By John Cook (Excerpt)
Gawker
Apr 28 2009
ABC News' Brian Ross styles himself a gumshoe of the old-school, and his network calls him "one of the most honored and respected journalists in the country." So why is he wrong so often?
Ross is the guy who breathlessly announced that he had the phone records of Deborah Jeane Palfrey—a.k.a. the Washington Madam—only to come up with the names of two lousy low-level clients in a much-hyped sweeps-month 20/20 investigation that went nowhere. For years he relied on Alexis Debat—an ABC News consultant who was revealed in 2007 to have concocted fake interviews with American politicians for publication in a French journal—for stories ranging from secret U.S. operations in Iran to Americans joining the Taliban. (ABC News says those stories were still true.) He's the guy who reported inaccurately in 2001, in the aftermath of the anthrax attacks, that the anthrax letters contained a "potent additive...known to have been used by only one country in producing biochemical weapons - Iraq." And he's the guy who, just last week, falsely accused Robert F. Kennedy Jr. of calling Barack Obama an "indentured servant" to the coal industry by taking a quote from his interview with Kennedy dramatically out of context.
Now Ross has drawn the ire of the New York Times for his 2007 exclusive report featuring former CIA agent John Kiriakou, who came forward on the record to confirm that the CIA had waterboarded suspected terrorist Abu Zubaydah.
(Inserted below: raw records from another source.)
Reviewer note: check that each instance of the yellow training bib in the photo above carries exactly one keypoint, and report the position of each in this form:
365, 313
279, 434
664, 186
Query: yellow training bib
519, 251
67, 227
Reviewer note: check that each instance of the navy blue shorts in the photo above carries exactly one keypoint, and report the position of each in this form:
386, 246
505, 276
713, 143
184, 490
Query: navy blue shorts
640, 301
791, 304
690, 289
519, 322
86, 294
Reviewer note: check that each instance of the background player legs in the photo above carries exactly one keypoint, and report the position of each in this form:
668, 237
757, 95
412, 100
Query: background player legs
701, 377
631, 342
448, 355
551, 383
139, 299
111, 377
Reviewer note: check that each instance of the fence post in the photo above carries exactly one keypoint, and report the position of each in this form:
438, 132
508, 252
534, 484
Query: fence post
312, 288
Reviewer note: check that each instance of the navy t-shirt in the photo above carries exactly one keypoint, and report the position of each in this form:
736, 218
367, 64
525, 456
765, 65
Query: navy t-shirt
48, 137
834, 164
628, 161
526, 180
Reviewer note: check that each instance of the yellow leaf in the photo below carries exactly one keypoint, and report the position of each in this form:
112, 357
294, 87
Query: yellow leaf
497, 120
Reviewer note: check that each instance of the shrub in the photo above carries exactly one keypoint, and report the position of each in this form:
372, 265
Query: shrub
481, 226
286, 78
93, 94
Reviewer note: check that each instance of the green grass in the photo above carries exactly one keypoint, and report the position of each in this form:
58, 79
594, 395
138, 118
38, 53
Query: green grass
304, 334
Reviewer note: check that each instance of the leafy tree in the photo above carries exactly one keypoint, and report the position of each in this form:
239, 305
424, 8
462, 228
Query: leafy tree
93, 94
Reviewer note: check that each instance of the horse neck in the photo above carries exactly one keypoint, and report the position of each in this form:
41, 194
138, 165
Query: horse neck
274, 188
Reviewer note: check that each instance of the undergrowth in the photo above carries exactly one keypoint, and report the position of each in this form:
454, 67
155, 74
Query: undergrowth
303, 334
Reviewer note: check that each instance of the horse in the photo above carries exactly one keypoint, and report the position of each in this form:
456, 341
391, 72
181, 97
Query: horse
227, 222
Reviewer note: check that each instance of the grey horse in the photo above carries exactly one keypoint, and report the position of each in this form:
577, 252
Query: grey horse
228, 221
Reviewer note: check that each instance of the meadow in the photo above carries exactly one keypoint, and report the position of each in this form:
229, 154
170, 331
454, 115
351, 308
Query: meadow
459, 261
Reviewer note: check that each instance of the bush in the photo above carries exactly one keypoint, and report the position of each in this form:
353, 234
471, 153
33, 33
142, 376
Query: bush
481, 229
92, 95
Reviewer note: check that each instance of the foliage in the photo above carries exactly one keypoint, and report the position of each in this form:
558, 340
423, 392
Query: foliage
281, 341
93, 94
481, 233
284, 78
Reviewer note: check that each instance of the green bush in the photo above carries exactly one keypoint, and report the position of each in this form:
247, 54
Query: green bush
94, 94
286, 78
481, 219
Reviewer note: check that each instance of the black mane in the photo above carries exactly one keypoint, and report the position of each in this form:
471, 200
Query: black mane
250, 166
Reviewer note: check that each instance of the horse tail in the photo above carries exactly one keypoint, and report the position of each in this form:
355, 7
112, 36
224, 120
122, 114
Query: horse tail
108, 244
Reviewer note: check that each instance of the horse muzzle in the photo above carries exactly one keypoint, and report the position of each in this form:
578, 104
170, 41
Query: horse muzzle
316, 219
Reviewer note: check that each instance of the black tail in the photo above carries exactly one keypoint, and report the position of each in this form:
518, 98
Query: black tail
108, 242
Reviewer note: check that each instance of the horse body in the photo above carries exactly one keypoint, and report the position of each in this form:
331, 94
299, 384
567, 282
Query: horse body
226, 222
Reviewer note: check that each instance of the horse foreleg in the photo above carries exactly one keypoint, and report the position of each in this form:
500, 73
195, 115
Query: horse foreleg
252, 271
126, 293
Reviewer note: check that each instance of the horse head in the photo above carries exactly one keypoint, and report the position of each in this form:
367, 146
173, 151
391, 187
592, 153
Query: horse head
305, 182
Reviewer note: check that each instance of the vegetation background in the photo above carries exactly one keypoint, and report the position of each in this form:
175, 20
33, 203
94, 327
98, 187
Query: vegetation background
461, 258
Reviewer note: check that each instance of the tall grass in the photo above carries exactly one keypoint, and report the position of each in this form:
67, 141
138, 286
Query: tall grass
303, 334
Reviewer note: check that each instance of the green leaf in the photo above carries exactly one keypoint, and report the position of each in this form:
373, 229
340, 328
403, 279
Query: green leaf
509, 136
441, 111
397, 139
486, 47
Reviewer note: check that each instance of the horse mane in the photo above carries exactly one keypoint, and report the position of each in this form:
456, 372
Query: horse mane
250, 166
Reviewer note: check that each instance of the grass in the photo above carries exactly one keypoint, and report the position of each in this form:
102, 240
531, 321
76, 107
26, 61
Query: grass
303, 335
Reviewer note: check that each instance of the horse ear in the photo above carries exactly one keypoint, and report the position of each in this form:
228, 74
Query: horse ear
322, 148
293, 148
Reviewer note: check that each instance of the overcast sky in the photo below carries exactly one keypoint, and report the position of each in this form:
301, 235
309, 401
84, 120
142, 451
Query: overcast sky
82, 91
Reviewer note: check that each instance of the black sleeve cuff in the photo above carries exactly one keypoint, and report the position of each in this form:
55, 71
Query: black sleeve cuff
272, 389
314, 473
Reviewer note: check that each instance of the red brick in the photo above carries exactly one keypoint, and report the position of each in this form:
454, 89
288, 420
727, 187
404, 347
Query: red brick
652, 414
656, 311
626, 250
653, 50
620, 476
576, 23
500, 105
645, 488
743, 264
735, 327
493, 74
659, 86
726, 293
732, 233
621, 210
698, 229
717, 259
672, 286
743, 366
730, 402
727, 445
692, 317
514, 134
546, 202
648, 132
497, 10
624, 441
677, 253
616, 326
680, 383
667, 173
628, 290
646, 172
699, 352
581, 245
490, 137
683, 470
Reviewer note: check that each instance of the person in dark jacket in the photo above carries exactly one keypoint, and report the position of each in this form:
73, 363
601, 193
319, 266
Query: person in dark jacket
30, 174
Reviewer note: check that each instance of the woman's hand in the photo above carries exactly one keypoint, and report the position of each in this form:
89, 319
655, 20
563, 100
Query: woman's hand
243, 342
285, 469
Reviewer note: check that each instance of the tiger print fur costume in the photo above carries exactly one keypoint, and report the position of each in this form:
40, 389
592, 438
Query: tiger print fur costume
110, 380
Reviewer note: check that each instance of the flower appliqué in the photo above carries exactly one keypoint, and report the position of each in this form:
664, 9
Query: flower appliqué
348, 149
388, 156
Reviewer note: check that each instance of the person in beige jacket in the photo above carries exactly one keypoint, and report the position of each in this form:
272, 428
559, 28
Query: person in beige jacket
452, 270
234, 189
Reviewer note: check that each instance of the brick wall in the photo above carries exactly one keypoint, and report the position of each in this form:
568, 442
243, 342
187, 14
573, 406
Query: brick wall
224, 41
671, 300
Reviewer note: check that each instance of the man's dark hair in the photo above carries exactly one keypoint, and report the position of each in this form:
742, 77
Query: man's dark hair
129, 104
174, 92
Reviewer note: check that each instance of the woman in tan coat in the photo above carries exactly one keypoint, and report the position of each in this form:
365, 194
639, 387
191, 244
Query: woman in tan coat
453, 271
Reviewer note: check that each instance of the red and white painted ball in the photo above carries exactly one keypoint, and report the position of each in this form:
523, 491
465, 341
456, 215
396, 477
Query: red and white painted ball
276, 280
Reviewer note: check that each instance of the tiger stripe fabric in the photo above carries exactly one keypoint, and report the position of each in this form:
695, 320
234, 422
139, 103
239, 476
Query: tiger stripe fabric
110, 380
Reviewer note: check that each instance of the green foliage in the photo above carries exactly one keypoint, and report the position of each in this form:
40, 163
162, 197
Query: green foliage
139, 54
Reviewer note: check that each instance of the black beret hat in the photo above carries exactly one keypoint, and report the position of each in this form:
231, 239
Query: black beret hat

Kiriakou pointedly used the word "torture" to describe the process but insisted that it was exceedingly limited, and that it worked—Zubaydah started cooperating after one 30-second session, Kiriakou told Ross.
As the New York Times' Brian Stelter and Scott Shane point out, Kiriakou was either lying or didn't know what he was talking about. According to the Department of Justice Office of Legal Counsel memos released this month, Zubaydah was waterboarded 83 times.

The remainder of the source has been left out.